Best Practices for Using Machine Learning in Businesses in 2018 

While some companies have been using machine learning for decades, there is a growing number of industries truly transformed by machine learning quite more recently. In the last 2-3 years numerous companies have been growing aggressively their data science teams and capabilities, while many other companies are just getting started with machine learning projects with the hope to extract significant business value from them. In this talk I will leverage my 10+ years of experience doing machine learning in California and the knowledge I acquired from countless discussions with seasoned machine learning professionals from the meetup communities I have been leading in Santa Monica. I will present some best practices in the form of 10 tips (a non-exhaustive list) of what companies should do if they want to get out the most from their machine learning projects. Some of these tips refer to machine learning software tools, some refer to data science processes and some to business/organizational structure. This talk is aimed to bring something useful and actionable to a wide range of audience, from companies embarking on their first machine learning projects to the seasoned professionals working in mature machine learning environments.

Pafka Szilárd
Chief Scientist, Epoch USA

Szilard studied Physics in the 90s and obtained a PhD by using statistical methods to analyze the risk of financial portfolios.
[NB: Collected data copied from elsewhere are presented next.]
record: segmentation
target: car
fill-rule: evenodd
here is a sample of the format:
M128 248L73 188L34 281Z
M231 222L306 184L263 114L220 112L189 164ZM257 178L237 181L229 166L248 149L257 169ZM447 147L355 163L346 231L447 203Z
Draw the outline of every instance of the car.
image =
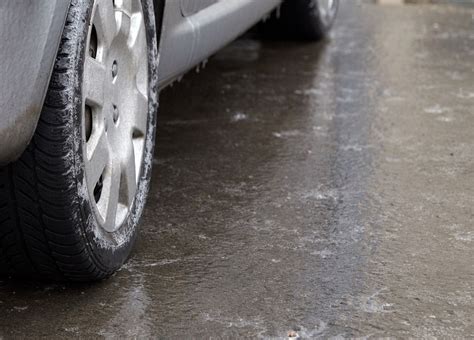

He worked in finance, then more than a decade ago moved to become the Chief Scientist of a tech company in Santa Monica, California doing everything data (analysis, modeling, data visualization, machine learning, data infrastructure etc). He is the founder/organizer of several meetups in the Los Angeles area (R, data science etc) and the data science community website datascience.la. He is the author of a well-known machine learning benchmark on github (1000+ stars), a frequent speaker at conferences (keynote/invited at KDD, R-finance, Crunch, eRum and contributed at useR!, PAW, EARL etc.), and he has developed and taught graduate data science and machine learning courses as a visiting professor at two universities (UCLA in California and CEU in Europe).